Host: Dina Temple-Raston
Guests: Brett Goldstein & Brett Benson, Vanderbilt University
Date: September 19, 2025
This episode dives into the discovery of a trove of leaked documents—dubbed “the GoLaxy Papers”—revealing a highly advanced Chinese campaign using generative AI to create convincing digital Personas for targeted propaganda and cognitive warfare, including operations against the U.S., Taiwan, and Hong Kong. Host Dina Temple-Raston interviews two Vanderbilt University researchers, Brett Goldstein and Brett Benson, about how they uncovered the leak, what it reveals about the methods and ambitions of China’s state-backed influence operations, and why these developments mark a new frontier for information security and national defense.
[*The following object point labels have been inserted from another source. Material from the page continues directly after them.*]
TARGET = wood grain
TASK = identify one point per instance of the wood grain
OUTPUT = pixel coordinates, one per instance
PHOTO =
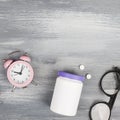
(59, 35)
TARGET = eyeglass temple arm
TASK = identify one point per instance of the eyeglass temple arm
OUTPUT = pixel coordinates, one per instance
(112, 101)
(117, 77)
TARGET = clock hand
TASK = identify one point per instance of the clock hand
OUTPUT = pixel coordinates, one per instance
(21, 69)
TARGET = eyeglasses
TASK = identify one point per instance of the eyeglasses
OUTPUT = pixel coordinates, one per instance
(110, 85)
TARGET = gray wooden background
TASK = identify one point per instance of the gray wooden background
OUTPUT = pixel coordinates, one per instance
(59, 35)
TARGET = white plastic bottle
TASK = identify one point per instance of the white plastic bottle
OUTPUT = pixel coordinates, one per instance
(67, 94)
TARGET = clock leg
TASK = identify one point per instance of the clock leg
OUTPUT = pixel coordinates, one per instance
(34, 83)
(13, 88)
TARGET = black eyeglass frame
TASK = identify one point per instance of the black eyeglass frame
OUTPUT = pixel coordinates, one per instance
(112, 96)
“I go in and, hello, There's a whole bunch of PDFs on a public URL. And it's intriguing.” — Brett Goldstein (01:21)
“When you look at the docs, you realize that they had been working on this for years.” — Brett Goldstein (01:57)
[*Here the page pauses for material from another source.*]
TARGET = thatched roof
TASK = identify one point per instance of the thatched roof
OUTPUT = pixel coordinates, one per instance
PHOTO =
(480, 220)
“They claim in the documents that they serve Chinese national security and national strategy, interests and goals...and have a connection with the Chinese government.” — Brett Benson (09:21)
“It was pretty disturbing...profiles on thousands and thousands of targeted figures in the United States...screenshots...proof of concept.” — Brett Benson (10:34)
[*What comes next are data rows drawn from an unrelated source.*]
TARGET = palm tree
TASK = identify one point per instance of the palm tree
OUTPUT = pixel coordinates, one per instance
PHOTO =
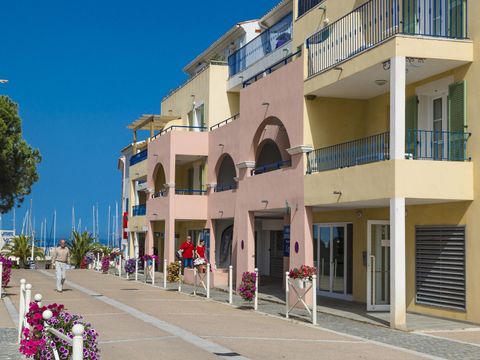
(21, 248)
(81, 244)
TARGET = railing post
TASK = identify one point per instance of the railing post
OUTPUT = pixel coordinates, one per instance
(255, 304)
(164, 273)
(77, 342)
(230, 284)
(314, 300)
(136, 269)
(208, 281)
(38, 299)
(21, 308)
(287, 294)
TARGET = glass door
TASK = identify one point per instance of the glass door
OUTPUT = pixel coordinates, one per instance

“What we're seeing with artificial intelligence and generative AI is you can really create detailed Personas tailored to the individual.” — Brett Goldstein (06:44)
“They build these profiles based on user interactions and open source platforms.” — Brett Benson (15:24)
“They're really subtle, realistic, human like in their ability to engage and then to see content and to shape narratives.” — Brett Benson (16:50)
“What goalaxy is doing...it's using politically aligned AI ops to target users with...strategically framed content.” — Brett Benson (17:11)
“The data harvesting and the content creation, the scale and speed can far eclipse Anything that TikTok can do by several orders of magnitude.” — Brett Benson (18:08)
“This was the kind of aha moment for me when I realized that the data and the data mining efforts paired with AI has the capacity to engage in sort of a front of cognitive warfare that I didn't really think about before.” — Brett Benson (18:54)
“My philosophy from day one, after seeing that, is we need to get this out the door as soon as possible.” — Brett Goldstein (20:20)
“Now what do I just hit? Upload or ingest? And it's a game changer.” — Brett Goldstein (20:44)
“This is a new animal, and I'm not sure it's detectable.” — Brett Goldstein (21:21)
“It may be the case that these information operations undo some of the benefits of AI.” — Brett Benson (22:10)
“Pages were disappearing...Like there was a whole section on government relationships and that just disappeared.” — Brett Goldstein (23:24)
“AI generated propaganda, AI generated information manipulation is here...That is here. That's not a science fiction future. That is here.” — Brett Benson (24:33)
For listeners and policymakers: The GoLaxy Papers shine a spotlight on a paradigm shift in information warfare that will shape the future of democracy, security, and digital life.